Eine schwierige Frage. Unbestreitbar ist, dass das historisch niedrige Zinsniveau der neuen Kämmerin in die Hände spielt und den Schuldenabbau erleichtert. Darüber hinaus geht es auch um eine Definitionsfrage. Laut Zeller bezieht sich die von ihr genannte Zahl auf den Schuldenstand „im Konzern Stadt Münster“. Zu diesem Konzern gehören auch Tochterunternehmen wie Stadtwerke, WBI oder Wohn- und Stadtbau. Sprich: Die Schulden werden auf mehr Schultern verteilt.

Die rechtliche Basis für eine solche Berechnung, so Zeller weiter, liefere ein Erlass des Landes NRW aus dem Jahr 2017. Laut dieser Berechnungsgrundlage hätte Zeller-Vorgänger Reinkemeier den Schuldenstand der Stadt Ende 2018 mit 787 statt mit 871 Millionen Euro angeben können. Die für ihn angenehmere Zahl packte er aber nur ins Kleingedruckte.

_________________

Kommentar: Münster hat’s doch

Man stelle sich Folgendes vor: Die Kanzlerin tritt vor die Presse, referiert ausgiebig über die dramatische Corona-Situation – und hebt dann alle Restriktionen auf. Ein weiterer Lockdown, so ihr Argument, sei den Menschen nicht zumutbar. Erforderlich sei in dieser harten Zeit ein Signal der Großzügigkeit und eine Perspektive für die Zukunft.

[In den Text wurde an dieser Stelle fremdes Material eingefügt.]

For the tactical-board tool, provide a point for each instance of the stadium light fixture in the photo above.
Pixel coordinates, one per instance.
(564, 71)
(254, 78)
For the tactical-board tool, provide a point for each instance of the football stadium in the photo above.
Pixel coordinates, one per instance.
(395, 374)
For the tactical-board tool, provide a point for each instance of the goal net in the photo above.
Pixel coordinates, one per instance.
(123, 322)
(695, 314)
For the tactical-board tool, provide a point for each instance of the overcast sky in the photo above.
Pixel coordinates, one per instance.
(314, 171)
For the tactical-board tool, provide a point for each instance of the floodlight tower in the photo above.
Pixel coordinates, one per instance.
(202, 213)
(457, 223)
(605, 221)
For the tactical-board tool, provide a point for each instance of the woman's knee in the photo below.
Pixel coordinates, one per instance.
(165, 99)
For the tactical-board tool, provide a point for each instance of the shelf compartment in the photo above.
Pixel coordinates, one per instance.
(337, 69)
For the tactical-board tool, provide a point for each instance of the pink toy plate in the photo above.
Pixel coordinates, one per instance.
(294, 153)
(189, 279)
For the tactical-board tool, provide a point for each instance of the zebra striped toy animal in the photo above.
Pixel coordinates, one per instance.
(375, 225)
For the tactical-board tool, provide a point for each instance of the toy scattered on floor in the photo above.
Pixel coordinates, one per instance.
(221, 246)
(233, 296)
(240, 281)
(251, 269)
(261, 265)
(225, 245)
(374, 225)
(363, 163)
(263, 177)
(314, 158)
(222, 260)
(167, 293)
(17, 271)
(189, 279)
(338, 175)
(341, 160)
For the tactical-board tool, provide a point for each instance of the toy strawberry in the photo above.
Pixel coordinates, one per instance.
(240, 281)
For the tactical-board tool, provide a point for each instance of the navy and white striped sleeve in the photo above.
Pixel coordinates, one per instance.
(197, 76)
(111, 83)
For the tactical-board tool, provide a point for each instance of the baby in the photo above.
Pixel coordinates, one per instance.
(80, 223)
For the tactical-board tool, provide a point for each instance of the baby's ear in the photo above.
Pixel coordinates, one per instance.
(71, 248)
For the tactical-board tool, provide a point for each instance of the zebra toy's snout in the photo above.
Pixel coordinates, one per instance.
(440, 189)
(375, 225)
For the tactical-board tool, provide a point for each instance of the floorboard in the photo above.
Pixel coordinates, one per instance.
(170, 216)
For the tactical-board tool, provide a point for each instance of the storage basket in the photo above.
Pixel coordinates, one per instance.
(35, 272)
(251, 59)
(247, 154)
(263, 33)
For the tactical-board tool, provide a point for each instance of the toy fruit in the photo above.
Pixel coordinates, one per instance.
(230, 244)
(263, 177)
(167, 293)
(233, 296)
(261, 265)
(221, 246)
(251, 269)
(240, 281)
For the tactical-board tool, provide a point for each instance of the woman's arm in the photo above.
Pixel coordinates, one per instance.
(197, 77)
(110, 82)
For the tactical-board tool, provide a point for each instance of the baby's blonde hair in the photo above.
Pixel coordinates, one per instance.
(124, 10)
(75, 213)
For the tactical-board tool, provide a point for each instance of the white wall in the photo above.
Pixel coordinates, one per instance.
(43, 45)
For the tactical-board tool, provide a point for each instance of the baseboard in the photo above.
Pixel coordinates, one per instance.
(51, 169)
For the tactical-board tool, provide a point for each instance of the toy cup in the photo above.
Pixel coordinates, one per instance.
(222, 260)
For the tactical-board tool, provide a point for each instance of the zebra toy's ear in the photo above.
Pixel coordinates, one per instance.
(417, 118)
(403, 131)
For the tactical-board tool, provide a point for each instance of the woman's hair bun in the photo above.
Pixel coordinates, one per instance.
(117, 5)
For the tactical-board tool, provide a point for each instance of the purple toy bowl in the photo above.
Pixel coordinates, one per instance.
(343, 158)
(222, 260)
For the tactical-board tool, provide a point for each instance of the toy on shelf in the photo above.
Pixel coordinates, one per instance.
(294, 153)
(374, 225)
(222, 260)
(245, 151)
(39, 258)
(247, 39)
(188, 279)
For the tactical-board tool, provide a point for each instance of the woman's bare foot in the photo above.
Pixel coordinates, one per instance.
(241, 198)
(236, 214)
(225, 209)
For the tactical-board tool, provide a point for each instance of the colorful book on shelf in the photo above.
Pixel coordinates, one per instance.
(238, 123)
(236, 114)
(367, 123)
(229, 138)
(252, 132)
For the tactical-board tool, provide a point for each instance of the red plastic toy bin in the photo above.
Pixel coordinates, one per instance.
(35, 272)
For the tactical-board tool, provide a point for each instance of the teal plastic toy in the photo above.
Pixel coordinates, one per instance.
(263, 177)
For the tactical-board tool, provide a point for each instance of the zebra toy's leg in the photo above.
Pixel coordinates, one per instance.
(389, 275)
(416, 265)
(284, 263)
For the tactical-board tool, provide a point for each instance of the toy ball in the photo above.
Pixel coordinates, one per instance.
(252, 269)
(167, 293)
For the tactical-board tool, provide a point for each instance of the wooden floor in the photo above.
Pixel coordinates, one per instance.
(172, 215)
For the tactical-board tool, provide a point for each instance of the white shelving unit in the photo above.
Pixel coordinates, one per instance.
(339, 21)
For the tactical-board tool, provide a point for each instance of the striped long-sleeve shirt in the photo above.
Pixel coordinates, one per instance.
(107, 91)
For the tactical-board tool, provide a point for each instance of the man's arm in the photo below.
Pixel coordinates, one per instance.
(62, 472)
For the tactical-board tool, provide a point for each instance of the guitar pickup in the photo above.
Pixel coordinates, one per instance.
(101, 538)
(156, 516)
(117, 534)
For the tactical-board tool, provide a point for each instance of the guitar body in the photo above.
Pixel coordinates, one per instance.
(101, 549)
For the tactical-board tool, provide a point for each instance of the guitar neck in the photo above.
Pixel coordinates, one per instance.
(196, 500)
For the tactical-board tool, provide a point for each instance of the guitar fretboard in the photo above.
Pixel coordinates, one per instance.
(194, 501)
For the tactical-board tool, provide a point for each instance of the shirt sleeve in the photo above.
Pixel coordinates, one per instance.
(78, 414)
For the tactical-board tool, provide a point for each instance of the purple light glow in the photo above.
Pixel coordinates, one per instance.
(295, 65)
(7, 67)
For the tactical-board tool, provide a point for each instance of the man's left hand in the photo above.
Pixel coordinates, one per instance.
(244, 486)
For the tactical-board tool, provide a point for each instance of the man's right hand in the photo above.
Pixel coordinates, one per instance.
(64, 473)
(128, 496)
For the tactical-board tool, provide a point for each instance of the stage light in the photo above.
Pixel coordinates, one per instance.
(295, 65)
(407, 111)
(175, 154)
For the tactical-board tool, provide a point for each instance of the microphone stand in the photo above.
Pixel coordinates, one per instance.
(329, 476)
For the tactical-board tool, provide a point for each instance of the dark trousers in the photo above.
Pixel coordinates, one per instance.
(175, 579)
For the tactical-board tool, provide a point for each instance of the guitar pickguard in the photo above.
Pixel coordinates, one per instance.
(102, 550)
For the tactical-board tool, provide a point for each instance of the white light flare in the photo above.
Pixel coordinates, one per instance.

Undenkbar! Aber nicht in Münster: Da referieren Oberbürgermeister und Kämmerin ausgiebig über die coronabedingten Finanzprobleme der Stadt, die sich noch verschärfen, wenn die schuldengestützten Haushalte von Bund und Land die bislang gewohnte Förderung der Kommunen nicht mehr hergeben. Aber dann wird die Wunschliste wieder runtergebetet: Stadion, Musik-Campus und ein sündhaft teures Schlaun-Gymnasium. Na klar: Erforderlich ist in dieser harten Zeit ein Signal der Großzügigkeit und eine Perspektive für die Zukunft. Im Rathaus fragt man bestimmt: Warum nur ist die Kanzlerin so verzagt?

Kommentar: Stadt stellt eine Million Euro für Impfzentrum bereit

Der Rat der Stadt Münster hat in der Sitzung am Mittwochabend einer Übergangsfinanzierung für den Aufbau des Corona-Impfzentrums in der Halle Münsterland zugestimmt. Der Beschluss ermöglicht die Vorfinanzierung für Aufbau und Betrieb der Einrichtung in Höhe von zunächst einer Million Euro, teilte die Stadt am Abend mit. Krisenstabsleiter Wolfgang Heuer sagte: „Dieser Ausgabenblock war bei der Haushaltsauftellung nicht absehbar und ist in seiner abschließenden Höhe auch jetzt noch nicht präzise kalkulierbar.“ Unter anderem sei noch unklar, wie lange das Impfzentrum in Betrieb bleiben müsse. Am Freitag will die Stadt weitere Details zu dem Thema bekanntgeben. Das Zentrum soll in der kommenden Woche funktionsbereit sein.